Lucas war dazumal und bis zu dem Zeitpunkte, von dem wir jetzt sprechen, von kleiner Statur (wenigstens im Verhältnis zu seiner Frau), mit etwas hohen Schultern, sehr brünett, mit dünnem Bart, großer Nase, großen Ohren und blatternarbig. Dagegen war sein Mund regelmäßig und sein Gebiß unvergleichlich schön. Eigentlich konnte man sagen, daß nur die Schale rauh und häßlich an jenem Manne war; sobald man aber anfing, in das Innere einzudringen, so erschienen alle seine Vorzüge, und diese Vorzüge begannen mit den Zähnen, dann kam die Stimme, vibrierend, biegsam, anziehend, zuweilen männlich und ernst, süß und weich wenn er um etwas bat, und fast stets unwiderstehlich.
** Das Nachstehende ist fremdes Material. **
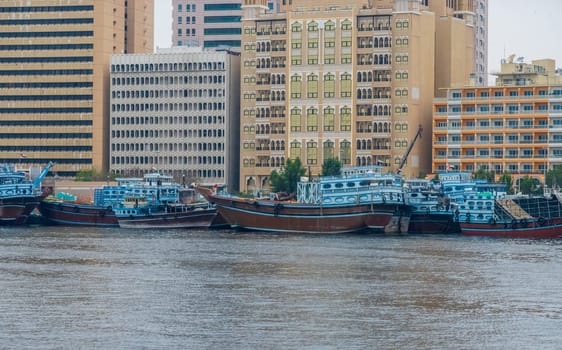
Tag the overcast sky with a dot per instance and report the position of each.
(526, 28)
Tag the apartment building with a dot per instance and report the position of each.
(176, 111)
(54, 81)
(513, 127)
(481, 42)
(352, 80)
(209, 24)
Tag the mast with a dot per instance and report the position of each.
(405, 157)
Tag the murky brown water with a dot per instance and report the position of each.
(117, 289)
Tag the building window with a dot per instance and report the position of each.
(345, 119)
(311, 153)
(345, 152)
(328, 149)
(295, 119)
(329, 118)
(312, 119)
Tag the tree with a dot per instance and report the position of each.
(331, 167)
(506, 179)
(554, 177)
(286, 180)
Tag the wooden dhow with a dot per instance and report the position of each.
(360, 199)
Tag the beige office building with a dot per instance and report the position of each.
(512, 127)
(54, 81)
(177, 112)
(346, 79)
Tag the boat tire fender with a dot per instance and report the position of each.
(541, 221)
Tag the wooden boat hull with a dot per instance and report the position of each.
(197, 218)
(551, 228)
(16, 210)
(61, 213)
(433, 223)
(274, 216)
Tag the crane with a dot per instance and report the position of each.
(405, 157)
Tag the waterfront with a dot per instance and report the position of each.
(82, 288)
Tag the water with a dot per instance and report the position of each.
(80, 288)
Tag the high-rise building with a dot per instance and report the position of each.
(208, 24)
(352, 80)
(176, 111)
(481, 42)
(512, 127)
(54, 81)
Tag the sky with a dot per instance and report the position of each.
(526, 28)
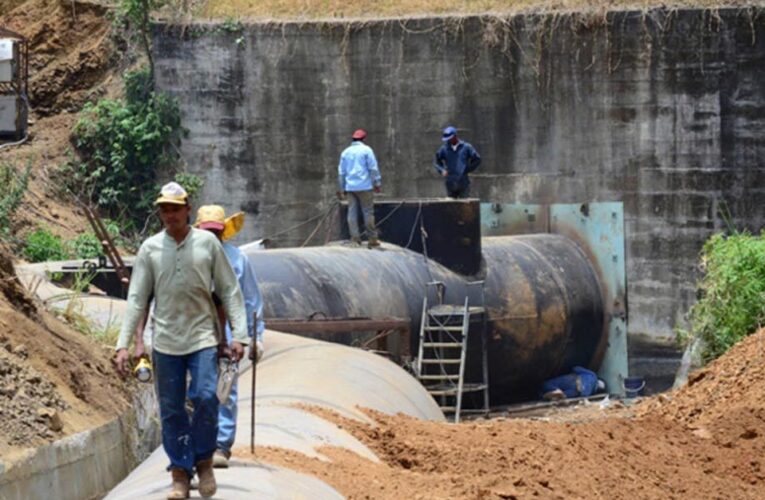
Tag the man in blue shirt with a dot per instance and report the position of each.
(213, 219)
(359, 177)
(580, 382)
(455, 159)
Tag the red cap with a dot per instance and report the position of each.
(360, 134)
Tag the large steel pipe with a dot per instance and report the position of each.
(544, 301)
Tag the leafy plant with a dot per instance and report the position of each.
(122, 143)
(13, 185)
(732, 303)
(42, 245)
(85, 246)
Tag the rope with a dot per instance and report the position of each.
(414, 226)
(301, 224)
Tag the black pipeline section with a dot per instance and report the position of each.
(544, 301)
(447, 231)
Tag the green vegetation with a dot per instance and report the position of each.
(13, 185)
(122, 144)
(41, 245)
(732, 303)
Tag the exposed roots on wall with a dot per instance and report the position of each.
(528, 39)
Darauf kam das, was er mit jener Stimme sagte: Alles zur rechten Zeit, verständig, klug, überzeugend... Und zuletzt waren in der Seele des Tio Lucas Mut, Aufrichtigkeit, Ehrlichkeit, gesunder Menschenverstand, Wunsch nach Wissen, sowie instinktive oder durch die Erfahrung gewonnene Kenntnisse vieler Dinge, eine tiefe Verachtung aller Narren, welcher gesellschaftlichen Kategorie sie auch angehören mochten, und ein Geist der Ironie, des Spottes, des Sarkasmus, welcher ihm in den Augen des Akademikers das Ansehen eines ungeschliffenen Don Francisko de Quevedo gab.

So war also der Tio Lucas von innen und von außen beschaffen.